Source – adnews.com.au
To quote Eoin Treacy in ‘How to Profit from the Peaceful Rise of the Robots’: “Don’t think of robots as replacements for humans – think of them as things that will help make us better at tackling many of the problems we face.”
Never has this been more appropriate than now in the digital media industry. The three key problems that machines can fix are costs, monetisation and ad quality.
As programmatic advertising evolves at a rapid rate, the need to deploy smart technology to continue to add value has increased. In August, the New York chapter of the IAB launched a working group to help the industry navigate the impact that artificial intelligence (AI) and machine learning (ML) will have on digital advertising.
The pressure will be on every company in the complex ad tech ecosystem to show they are not contributing to costs without adding the expected value back. As a company with our roots in the SSP side of the equation, we are no different. The truth is that SSPs will have to evolve or risk becoming irrelevant – much like any player in our industry.
Many of the productivity and financial gains for publishers will remain under the hood, and will not attract major headlines.
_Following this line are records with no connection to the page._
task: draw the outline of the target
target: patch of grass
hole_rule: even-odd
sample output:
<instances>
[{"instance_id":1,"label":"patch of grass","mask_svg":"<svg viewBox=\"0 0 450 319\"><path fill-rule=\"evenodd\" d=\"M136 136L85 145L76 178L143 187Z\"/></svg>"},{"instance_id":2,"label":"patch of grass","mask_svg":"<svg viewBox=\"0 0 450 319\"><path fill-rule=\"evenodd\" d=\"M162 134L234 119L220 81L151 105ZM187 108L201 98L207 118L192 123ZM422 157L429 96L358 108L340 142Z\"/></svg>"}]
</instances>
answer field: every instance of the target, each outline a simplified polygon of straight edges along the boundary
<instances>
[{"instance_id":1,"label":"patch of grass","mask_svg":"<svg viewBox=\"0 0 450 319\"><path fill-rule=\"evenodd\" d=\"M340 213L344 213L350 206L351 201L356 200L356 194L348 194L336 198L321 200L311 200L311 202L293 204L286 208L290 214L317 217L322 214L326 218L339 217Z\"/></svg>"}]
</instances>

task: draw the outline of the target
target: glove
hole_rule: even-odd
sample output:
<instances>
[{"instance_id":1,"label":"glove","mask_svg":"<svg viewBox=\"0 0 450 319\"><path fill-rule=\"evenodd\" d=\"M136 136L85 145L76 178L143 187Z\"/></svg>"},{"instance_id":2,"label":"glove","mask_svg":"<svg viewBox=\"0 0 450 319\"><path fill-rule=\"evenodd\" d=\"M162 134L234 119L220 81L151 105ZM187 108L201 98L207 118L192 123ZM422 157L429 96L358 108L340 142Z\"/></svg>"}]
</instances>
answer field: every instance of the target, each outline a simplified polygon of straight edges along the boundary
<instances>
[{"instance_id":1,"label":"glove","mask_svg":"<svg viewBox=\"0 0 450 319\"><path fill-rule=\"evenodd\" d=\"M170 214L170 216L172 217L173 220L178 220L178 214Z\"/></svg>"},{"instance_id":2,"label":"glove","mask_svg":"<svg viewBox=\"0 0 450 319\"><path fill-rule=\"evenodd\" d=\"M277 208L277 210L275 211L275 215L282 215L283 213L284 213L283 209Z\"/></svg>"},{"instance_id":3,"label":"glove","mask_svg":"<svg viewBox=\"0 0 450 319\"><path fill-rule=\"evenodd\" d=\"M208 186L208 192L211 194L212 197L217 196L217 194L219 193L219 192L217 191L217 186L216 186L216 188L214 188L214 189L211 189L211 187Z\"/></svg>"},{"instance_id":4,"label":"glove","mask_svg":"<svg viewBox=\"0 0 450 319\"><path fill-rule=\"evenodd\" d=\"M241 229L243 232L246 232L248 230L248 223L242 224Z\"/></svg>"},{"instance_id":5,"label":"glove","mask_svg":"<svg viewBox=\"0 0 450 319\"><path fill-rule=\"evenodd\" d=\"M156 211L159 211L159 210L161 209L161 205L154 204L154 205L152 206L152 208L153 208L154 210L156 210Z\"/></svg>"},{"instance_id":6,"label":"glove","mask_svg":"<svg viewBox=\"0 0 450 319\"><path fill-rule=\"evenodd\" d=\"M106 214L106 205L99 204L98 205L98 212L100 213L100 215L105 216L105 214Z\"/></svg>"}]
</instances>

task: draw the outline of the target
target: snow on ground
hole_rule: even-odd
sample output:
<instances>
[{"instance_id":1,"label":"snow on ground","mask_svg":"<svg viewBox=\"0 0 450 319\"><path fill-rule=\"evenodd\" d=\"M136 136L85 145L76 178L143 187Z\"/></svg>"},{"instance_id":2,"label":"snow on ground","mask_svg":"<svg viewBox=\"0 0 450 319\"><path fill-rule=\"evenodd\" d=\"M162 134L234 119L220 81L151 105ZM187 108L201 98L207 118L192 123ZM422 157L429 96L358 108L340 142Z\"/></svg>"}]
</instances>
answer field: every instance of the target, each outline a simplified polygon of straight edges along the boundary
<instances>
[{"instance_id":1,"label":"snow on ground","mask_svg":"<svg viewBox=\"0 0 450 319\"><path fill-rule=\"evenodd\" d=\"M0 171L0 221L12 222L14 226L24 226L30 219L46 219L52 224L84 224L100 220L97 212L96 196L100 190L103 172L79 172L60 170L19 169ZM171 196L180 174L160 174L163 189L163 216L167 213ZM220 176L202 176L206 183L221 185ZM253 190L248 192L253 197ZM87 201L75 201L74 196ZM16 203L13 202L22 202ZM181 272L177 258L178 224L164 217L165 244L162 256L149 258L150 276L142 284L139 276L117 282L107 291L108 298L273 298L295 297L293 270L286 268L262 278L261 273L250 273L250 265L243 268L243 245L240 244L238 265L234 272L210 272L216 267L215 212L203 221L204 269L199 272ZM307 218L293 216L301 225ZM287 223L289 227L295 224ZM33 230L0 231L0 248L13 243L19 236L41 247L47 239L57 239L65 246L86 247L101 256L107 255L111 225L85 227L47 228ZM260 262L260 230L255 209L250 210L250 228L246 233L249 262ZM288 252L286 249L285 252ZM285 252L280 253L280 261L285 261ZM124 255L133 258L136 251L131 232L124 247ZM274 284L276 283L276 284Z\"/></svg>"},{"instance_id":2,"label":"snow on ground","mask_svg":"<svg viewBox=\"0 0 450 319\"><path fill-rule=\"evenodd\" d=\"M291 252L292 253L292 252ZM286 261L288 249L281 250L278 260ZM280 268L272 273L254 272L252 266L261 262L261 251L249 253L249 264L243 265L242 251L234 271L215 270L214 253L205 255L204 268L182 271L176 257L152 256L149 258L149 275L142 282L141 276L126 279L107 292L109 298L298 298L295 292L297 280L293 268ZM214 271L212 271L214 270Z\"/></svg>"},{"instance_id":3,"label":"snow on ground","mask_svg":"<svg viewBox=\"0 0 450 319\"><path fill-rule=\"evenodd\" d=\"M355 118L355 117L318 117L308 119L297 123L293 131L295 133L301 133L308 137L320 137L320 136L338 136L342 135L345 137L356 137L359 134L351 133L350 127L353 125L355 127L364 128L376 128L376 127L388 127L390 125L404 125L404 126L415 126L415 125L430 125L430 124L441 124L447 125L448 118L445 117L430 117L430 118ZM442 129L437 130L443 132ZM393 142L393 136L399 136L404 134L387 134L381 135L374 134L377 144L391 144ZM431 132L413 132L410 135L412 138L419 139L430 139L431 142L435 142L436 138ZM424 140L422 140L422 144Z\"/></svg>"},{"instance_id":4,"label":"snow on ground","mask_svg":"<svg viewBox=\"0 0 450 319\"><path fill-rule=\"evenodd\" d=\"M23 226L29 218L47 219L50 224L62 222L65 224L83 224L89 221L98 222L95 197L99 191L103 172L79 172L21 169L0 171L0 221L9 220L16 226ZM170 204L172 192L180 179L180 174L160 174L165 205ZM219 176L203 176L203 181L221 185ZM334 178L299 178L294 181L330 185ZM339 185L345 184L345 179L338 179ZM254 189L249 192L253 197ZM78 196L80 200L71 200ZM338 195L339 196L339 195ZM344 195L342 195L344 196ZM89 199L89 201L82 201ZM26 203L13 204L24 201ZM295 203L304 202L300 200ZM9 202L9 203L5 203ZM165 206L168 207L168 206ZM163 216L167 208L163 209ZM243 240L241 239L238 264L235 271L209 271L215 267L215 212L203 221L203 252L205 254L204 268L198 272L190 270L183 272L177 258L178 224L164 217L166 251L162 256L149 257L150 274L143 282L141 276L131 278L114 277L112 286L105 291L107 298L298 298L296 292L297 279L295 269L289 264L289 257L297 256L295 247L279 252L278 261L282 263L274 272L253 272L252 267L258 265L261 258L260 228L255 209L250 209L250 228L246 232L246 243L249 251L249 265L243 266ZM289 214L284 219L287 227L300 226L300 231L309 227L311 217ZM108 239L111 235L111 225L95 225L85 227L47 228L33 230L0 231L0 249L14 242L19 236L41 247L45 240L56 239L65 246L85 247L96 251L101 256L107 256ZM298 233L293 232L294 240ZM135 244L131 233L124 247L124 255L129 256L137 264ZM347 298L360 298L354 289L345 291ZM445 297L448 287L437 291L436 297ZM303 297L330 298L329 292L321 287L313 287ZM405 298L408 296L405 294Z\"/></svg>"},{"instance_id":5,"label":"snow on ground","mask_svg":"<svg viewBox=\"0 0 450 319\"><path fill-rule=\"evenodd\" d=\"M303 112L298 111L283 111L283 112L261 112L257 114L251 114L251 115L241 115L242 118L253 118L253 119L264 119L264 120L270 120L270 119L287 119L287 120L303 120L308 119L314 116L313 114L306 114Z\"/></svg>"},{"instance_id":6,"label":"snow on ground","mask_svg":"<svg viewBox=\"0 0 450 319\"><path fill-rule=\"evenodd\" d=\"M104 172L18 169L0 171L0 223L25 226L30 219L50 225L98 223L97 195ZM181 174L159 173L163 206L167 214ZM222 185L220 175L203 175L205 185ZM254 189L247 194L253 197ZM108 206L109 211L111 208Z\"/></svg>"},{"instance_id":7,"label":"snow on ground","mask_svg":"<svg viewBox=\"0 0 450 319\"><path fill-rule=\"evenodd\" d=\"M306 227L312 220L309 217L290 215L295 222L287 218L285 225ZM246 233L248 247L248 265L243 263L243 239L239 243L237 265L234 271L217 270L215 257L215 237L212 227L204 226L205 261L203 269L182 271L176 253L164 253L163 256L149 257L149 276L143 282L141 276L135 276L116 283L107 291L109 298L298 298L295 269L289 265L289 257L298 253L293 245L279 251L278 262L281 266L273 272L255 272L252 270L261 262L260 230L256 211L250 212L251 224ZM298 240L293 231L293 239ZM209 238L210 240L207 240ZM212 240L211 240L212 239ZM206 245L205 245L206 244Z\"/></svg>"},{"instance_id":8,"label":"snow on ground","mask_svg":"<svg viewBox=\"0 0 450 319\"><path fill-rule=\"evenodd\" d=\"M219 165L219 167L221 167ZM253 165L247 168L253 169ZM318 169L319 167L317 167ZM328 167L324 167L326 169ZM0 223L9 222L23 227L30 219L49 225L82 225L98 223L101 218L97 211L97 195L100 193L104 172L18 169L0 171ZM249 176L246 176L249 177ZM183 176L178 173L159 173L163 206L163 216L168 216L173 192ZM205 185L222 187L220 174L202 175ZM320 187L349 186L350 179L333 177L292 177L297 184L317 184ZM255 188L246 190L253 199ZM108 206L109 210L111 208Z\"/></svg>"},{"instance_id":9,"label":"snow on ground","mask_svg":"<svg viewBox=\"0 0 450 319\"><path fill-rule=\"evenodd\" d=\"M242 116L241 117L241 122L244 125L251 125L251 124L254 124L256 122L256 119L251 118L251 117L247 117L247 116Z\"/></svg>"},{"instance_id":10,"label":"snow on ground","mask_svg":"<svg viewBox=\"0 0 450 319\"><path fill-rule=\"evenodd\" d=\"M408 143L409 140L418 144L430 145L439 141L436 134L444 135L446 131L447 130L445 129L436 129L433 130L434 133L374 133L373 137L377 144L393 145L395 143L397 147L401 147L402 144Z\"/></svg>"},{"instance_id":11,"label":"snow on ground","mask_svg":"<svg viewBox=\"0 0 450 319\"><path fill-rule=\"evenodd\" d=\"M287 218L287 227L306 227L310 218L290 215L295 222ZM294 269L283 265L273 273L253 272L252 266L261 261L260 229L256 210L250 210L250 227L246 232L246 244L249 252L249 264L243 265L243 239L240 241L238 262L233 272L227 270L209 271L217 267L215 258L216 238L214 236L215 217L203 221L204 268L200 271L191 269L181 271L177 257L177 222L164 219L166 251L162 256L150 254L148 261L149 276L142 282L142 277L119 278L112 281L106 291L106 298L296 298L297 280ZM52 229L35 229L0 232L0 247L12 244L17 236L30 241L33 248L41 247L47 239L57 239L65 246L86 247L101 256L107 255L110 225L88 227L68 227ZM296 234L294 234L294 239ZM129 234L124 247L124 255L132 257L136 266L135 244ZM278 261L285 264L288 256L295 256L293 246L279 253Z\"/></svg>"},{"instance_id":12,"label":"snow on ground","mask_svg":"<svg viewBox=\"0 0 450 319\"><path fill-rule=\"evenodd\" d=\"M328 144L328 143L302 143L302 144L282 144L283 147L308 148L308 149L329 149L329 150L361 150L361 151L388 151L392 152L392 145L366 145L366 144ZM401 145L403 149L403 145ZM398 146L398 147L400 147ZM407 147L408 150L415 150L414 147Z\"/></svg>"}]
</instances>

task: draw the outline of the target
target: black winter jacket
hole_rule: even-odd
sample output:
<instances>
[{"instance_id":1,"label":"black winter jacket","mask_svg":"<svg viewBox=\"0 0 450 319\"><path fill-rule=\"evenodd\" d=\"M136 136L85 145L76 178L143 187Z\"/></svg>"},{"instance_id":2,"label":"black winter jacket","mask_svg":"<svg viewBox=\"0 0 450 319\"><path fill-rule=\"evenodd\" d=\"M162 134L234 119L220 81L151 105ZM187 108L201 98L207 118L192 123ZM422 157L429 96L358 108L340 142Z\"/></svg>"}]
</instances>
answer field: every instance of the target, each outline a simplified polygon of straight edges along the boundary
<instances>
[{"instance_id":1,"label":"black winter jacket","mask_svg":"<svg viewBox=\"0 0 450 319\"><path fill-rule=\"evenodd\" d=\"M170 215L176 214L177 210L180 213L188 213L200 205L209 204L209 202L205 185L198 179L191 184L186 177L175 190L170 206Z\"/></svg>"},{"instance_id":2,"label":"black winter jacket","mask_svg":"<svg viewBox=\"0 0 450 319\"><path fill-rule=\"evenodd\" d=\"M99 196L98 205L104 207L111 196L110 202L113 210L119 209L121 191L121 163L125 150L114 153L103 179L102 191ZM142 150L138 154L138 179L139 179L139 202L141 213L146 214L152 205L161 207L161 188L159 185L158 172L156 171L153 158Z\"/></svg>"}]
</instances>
However, we all know that a lot of advancements will only prove fruitful with the right education. Here are some of the ways that machine learning technology can be used to put more money in the hands of publishers.
The volume of ads flowing into the bidding landscape has skyrocketed thanks to header bidding – a tactic that has been a game changer for publishers, but has led to challenges on the buy side. SSPs and DSPs are receiving more traffic than ever before, so the problem, for buyers in particular, is keeping infrastructure costs down.
The answer is bid throttling, which leverages machine learning to help ensure the SSP is only sending traffic to DSPs that they are interested in, thereby increasing the efficiency in how they work together.
Here’s how it happens in practice. If we are working with 150 DSPs, and 10 billion ad impressions, it could require up to 1.5 trillion bid requests being sent to the DSPs, incurring significant infrastructure costs for them, and for us, when only the one DSP will actually win the bid.
In order to keep a cap on technology costs, we use machine learning to predict which DSP is likely to win the bid. Our algorithms analyse data on a historical basis and identify which attributes actually affect a DSP’s win rate. We use machine learning to look at trends in order to ascertain what’s being bought and what’s not.
Then we adjust our systems according to that trend data. If you can predict who is likely to bid and win on an impression, and then send an impression to those DSPs, we can generate significantly fewer bid requests. Our bid throttling efforts typically result in a reduction in QPS (queries per second), an increase in win rate, plus an increase in spend per QPS for DSPs.
This approach allows DSPs to be more efficient, which ultimately benefits publishers.
The legacy programmatic pricing waterfall system was characterised by manually set rules, and were based on aggregate historic pricing data. This approach was up-ended by header bidding.
It’s about using platform data and machine learning to predict how advertisers will value an ad impression, and we work with our publisher partners to set a price floor in the auction that we submit to the bidders.
The publisher is able to reclaim more control over the ultimate price, thus the value of the publisher’s ad inventory is protected and they can garner more information about a buyer’s willingness to pay. We have seen a noticeable increase in monetisation for publishers – compared to the old auction systems.
The continued growth of programmatic trading has made it difficult for publishers to maintain quality control over the advertisers and creative that appears on their sites.
Thanks to machine learning, we can predict the quality of an ad before it appears on a publisher’s site. We scan ads as they come through our platform and use machine learning algorithms to identify an ad that is harmful (malware, offensive content, high bandwidth) and block it before it is shown on the publishers’ site.
We look at more than one hundred variables about the ad, and we also overlay known bad creatives, to feed our algorithms.
Machine learning has the ability to deduce over time whether it should block an ad, and which partner to trust. We also use algorithms to help discover if the ad being sent is something the publisher won’t like, which goes a long way in protecting advertisers’ brand safety.
In the movie 2001: A Space Odyssey, HAL 9000 said: “I am putting myself to the fullest possible use which is all, I think, that any conscious entity can ever hope to do”.
Meanwhile, we’re only beginning to scratch the surface of what machine learning can accomplish. Consciousness is still a long way off but HAL 9000’s sentiment was in the right place.